Ferdinand Hodler (1853-1918) was a Swiss painter known for his realistic and later symbolic paintings. He is also said to have “shaped the image and identity of Switzerland” through his artistic creations. Hodler invented the style of painting – “parallelism” to describe his own way of arranging and presenting his figures in painting. That style focuses on symmetry, harmony and rhythm.
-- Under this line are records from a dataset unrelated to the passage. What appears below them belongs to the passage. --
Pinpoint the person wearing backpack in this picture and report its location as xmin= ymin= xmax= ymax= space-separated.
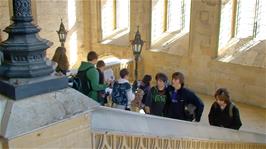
xmin=145 ymin=73 xmax=169 ymax=116
xmin=77 ymin=51 xmax=108 ymax=103
xmin=209 ymin=88 xmax=242 ymax=130
xmin=112 ymin=68 xmax=135 ymax=110
xmin=165 ymin=72 xmax=204 ymax=122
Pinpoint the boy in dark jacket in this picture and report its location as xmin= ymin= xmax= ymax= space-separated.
xmin=78 ymin=51 xmax=108 ymax=102
xmin=145 ymin=73 xmax=169 ymax=116
xmin=96 ymin=60 xmax=107 ymax=105
xmin=165 ymin=72 xmax=204 ymax=122
xmin=209 ymin=88 xmax=242 ymax=130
ferdinand_hodler_die_lebensmüden

I. The Tired of Life [1892] by Ferdinand Hodler. This painting shows five old men sitting on the bench facing the viewer, without looking or communicating with each other. The striking feature is their symmetrical positions and their expressionless, tired faces. They are different men, but dressed in similar clothing and adopting similar sitting positions, which may hint at them being united in their destiny and outlook on life past. All this produces an arresting impression, and the near-naked man in the middle emphasised this symmetry and collective hopelessness even more. There is something too honest and isolated in these men’s gazes, probably letting the viewer know that each person’s end is pretty much solitary, definite and final.  

hodler the chosen one

II. The Chosen One [1894] by Ferdinand Hodler. This is one of the better-known paintings of Hodler. Here, some kind of a ritual takes places, such a mysterious rite of passage. There are a number of interpretations, but, in Hodler’s vision, the six women (the floating angels) may represent the bearers of life, growth and production, and the innocent youth, who is kneeling beside a flowerless plant, is the one who is summoning the spirits of abundance, courage and wisdom. Again, it is the symmetry and a sense of harmony which are striking here, as Hodler, undoubtedly, makes his points on the relationship between humans and nature, and the mysterious forces of nature.

the deluded souls hodler

III. The Disappointed Souls [1892] by Ferdinand Hodler. Similar to the first painting above, this painting is about facing (on in this case, probably, unable to face) the inevitable, but it is also about the process of sorrow and grief. In this painting, five men sit on a common bench, dressed in the clothes of a priest, and mourning or bearing the pain. Hodler’s paintings are often personal and they do reflect the hardship the painter experienced during his own life. The men in the painting do not interact and each is consumed with his own despair. However, because the movements of some men are mirrored, the vision is the one of people united in grief and the sharing of the burden. The harmony again is evident, and the desolate landscape as a background adds to the sense of melancholy and to the message of there being no escape from the never-ending loop of pain (even outside the confines of the mind).